The departure of McGinley, an NHS nurse, follows that of Scottish Labour’s general secretary, Michael Sharpe, and the resignation of communications director Lynn McMath who left for a job in higher education.
When stepping down from his role in December, Sharpe released a statement on social media in which he said: “After deep consideration and discussions with my family, I will be leaving my post as Scottish general secretary.
“The Labour Party has always been – and will continue to be – a cherished part of my life. It’s been an honour to work with the party in Holyrood for nine years before joining as Scottish general secretary.
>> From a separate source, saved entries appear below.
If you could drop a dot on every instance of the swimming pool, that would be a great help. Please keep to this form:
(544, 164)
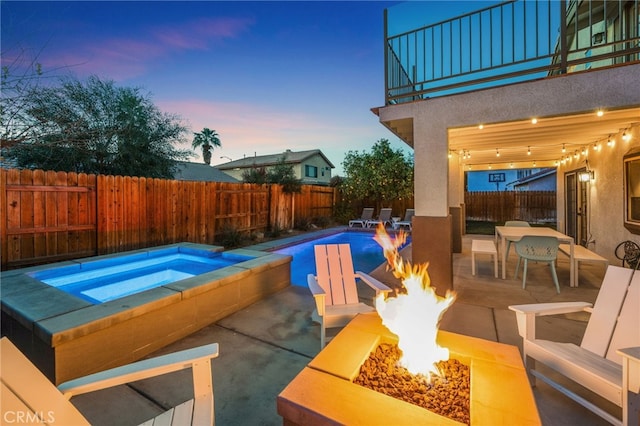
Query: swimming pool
(109, 279)
(367, 254)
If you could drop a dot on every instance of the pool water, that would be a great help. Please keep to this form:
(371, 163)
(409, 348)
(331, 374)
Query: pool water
(366, 253)
(109, 279)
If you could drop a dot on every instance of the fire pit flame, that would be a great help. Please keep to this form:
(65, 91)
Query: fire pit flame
(414, 313)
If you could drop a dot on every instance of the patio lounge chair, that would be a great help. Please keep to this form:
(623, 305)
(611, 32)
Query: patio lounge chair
(384, 217)
(367, 214)
(28, 393)
(334, 288)
(408, 215)
(597, 364)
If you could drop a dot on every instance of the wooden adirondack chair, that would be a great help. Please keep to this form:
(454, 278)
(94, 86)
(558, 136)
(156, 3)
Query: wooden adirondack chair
(27, 393)
(334, 288)
(596, 364)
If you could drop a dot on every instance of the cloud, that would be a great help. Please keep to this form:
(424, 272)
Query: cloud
(249, 129)
(129, 57)
(201, 33)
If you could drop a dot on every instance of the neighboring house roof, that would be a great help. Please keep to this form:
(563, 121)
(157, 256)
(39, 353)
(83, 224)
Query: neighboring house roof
(200, 172)
(533, 177)
(290, 157)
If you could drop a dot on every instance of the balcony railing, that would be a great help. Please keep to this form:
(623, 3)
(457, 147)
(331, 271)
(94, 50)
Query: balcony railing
(507, 43)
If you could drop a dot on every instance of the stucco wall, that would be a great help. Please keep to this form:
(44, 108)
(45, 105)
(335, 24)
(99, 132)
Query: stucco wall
(606, 195)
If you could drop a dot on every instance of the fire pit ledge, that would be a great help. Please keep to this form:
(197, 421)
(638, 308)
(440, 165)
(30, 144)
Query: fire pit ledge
(322, 393)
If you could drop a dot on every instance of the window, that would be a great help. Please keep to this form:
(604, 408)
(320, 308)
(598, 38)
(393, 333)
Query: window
(310, 171)
(632, 191)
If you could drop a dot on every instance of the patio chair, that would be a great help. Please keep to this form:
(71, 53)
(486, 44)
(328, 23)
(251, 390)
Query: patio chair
(598, 364)
(406, 221)
(367, 214)
(384, 217)
(27, 392)
(629, 253)
(537, 249)
(334, 288)
(521, 223)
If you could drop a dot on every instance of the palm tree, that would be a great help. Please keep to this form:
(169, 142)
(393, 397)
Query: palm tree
(208, 139)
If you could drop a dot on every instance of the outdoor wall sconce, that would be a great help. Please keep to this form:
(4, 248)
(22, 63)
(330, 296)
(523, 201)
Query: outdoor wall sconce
(586, 176)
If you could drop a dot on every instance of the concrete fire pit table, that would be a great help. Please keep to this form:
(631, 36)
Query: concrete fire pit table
(323, 392)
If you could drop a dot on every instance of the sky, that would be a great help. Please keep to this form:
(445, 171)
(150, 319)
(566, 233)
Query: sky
(267, 76)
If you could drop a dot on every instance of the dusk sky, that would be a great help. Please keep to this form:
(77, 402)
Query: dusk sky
(267, 76)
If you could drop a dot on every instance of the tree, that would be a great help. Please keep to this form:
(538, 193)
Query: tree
(97, 127)
(19, 76)
(382, 176)
(207, 139)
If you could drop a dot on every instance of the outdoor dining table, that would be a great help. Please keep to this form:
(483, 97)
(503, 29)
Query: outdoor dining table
(515, 233)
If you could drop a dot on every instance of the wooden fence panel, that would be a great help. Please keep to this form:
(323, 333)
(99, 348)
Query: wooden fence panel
(48, 216)
(494, 206)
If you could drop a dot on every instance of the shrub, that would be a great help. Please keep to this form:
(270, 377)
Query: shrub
(321, 221)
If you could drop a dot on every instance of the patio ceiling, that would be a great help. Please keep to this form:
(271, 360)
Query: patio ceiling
(545, 139)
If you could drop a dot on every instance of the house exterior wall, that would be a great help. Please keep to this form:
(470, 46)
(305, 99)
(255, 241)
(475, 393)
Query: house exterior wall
(605, 196)
(323, 169)
(604, 88)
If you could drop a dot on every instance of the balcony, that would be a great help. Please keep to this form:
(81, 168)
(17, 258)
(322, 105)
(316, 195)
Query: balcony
(508, 43)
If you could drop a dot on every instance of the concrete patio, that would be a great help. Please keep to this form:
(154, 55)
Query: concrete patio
(263, 347)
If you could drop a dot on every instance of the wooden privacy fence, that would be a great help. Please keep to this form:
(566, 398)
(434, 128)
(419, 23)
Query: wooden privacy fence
(500, 206)
(49, 216)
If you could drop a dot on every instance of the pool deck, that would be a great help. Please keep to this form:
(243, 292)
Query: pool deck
(265, 345)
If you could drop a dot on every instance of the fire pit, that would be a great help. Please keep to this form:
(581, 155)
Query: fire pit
(324, 392)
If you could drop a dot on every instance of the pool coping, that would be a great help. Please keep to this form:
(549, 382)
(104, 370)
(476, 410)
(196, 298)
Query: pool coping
(64, 333)
(281, 243)
(56, 316)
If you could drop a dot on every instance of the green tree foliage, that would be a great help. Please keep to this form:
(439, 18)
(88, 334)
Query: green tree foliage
(97, 127)
(383, 175)
(207, 139)
(18, 77)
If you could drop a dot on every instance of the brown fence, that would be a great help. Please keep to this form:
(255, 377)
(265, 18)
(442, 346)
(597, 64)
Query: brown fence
(495, 206)
(48, 216)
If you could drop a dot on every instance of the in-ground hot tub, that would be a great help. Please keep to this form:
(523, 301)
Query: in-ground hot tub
(324, 392)
(82, 316)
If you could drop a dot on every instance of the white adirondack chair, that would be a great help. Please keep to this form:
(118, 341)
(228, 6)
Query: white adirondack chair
(614, 324)
(334, 288)
(25, 390)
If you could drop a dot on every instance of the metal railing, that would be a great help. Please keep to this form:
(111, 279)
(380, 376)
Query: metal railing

“Now more than ever, we need the radical progressive change that only Labour can bring. I will continue to help Richard Leonard and Keir Starmer return Labour to government in Scotland and the UK and to help Labour to power in local councils across the country.
“However, with elections for the Scottish Parliament five months away, I realise that I cannot give my young family and the party I love the commitment that they each deserve.
“I want to take this opportunity to thank Richard as leader of Scottish Labour, all the party members, our talented staff, our elected representatives at all levels and our trade union comrades for all that they do to advance the cause of labour.”
Voters in Scotland will head to the polls on May 6th this year to elect their Holyrood representatives. Polling last month showed Scottish Labour ranking third on voter intention, behind the SNP and the Scottish Tories.
Support for Nicola Sturgeon and the SNP has risen during the pandemic and, according to Savanta Comres, 55% of voters are intending to vote for their SNP constituency candidate while 42% are set to back the party in the regional list.
16% of electors surveyed indicated that they would opt for Scottish Labour candidates in the constituency vote, behind the Tories on 20%, while 17% reported that they intend to back Richard Leonard’s party in the regional list vote.
The analysis from the polling organisation suggests Labour would see a reduction in the number of its MSPs by five to 19, while the SNP would return 71 and the Conservatives would secure a total of 23 MSPs.
Savanta Comres also reported a renewed level of support for Scottish independence in its poll, with 58% of people backing a ‘Yes’ vote compared to 42% voting ‘No’, or 52% to 38% when ‘don’t knows’ are not included.
The research indicates that 40% of voters feel a second independence referendum should take place within the next two years, 15% say it should happen within the next five and just 6% were in favour of waiting a decade.
UK Labour leader Keir Starmer delivered a key speech aimed at Scottish voters last month, promising “real and lasting economic and political devolution across our towns, communities and to people across the country”.
He launched a UK-wide constitutional commission on devolution and declared that “no responsible Prime Minister would grant” a fresh independence referendum in the early part of the next Holyrood term.
It is understood that the now former deputy general secretary of the Scottish Labour Party Anne McGinley is set to be replaced by former East Lothian Westminster MP Fiona O’Donnell on an interim basis.
Asked for comment on the departure of Anne McGinley, a Scottish Labour spokesperson said: “We do not comment on staff. Scottish Labour is preparing for the Scottish Parliament elections.”